Les différents paliers de gouvernement, au sein de l’appareil étatique accorde peu d’importance aux assemblées des sections communales, aux assemblées communales et départementales ainsi qu'au conseil des sections communales et départementales et ajouté à cela le peu de moyens dont ils disposent pour assurer leur fonctionnement laisse comprendre que ces différentes structures ont très peu sinon aucune importance aux yeux des instances décisionelles de l’État Central.

Au regard de ce qui a été fait par le programme de coopération volontaire PCV-Haïti dans le département de l’artibonite dans le cadre de la redynamisation des collectivités territoriales, ayant abouti jusqu’ici à un (CTD) conseil technique départemental, qui a produit un outil de capitalisation solide, cet article se veut un vibrant plaidoyer pour l’appropriation de cet outil et de ce qui a été fait aux Gonaives auprès des groupes organisés des instances décisionnelles pour un renforcement véritables des pouvoirs locaux.

C’est dans la perspective d’un fonctionnement efficace des collectivités territoriales que s’inscrit le mandat d’un Conseiller en plaidoyer et Communication en gouvernance au sein du programme de coopération volontaire (PCV-Haïti), qui es géré part un consortium de quattre ONG du Canada, qui, sous le leadership de CECI, offre un programme d’assistance technique et de solidarité fondé sur la coopération volontaire.

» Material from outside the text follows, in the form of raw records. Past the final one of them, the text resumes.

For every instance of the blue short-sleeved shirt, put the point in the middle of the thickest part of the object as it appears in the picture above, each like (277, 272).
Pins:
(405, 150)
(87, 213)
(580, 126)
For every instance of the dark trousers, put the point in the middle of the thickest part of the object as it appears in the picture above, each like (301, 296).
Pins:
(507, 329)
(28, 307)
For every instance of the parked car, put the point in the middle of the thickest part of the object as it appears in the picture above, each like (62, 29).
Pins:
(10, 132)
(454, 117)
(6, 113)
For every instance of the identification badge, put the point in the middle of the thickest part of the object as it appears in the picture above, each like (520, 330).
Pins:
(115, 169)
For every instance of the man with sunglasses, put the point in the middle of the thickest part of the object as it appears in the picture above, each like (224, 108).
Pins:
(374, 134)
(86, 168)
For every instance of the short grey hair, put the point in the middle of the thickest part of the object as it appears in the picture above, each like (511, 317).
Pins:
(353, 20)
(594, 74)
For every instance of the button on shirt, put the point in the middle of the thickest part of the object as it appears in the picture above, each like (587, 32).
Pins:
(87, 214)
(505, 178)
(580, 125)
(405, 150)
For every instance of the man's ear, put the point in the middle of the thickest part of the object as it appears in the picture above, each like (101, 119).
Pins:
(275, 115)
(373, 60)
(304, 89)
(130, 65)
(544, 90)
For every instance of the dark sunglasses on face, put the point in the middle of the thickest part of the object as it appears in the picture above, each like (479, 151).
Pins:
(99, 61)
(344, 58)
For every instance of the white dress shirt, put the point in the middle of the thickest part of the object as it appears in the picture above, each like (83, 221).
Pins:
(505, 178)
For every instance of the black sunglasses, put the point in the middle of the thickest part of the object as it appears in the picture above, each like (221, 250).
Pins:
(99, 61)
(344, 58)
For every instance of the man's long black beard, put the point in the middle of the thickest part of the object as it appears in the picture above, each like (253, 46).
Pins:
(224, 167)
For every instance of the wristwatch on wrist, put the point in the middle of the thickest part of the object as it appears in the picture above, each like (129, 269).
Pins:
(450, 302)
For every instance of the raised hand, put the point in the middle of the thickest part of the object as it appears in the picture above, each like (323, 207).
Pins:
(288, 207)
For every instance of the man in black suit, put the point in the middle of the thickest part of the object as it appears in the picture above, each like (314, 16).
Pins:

Il faut opter pour un réveil des consciences de la majorité silencieuse et ce, quelque soit l’appartenance politique des uns et des autres, il faut savoir que si on veut faire un pays basé sur les valeurs démocratiques, on ne saurait passer outre les valeurs de la bonne gouvernance qui sous-tendent vers la décentralisation qui est la résultante d’un fonctionnement efficace des collectivités territoriales lesquelles favorisent le leadership au niveau départemental pour la prise des décisions dans les limites des compétences administratives qui les concernent.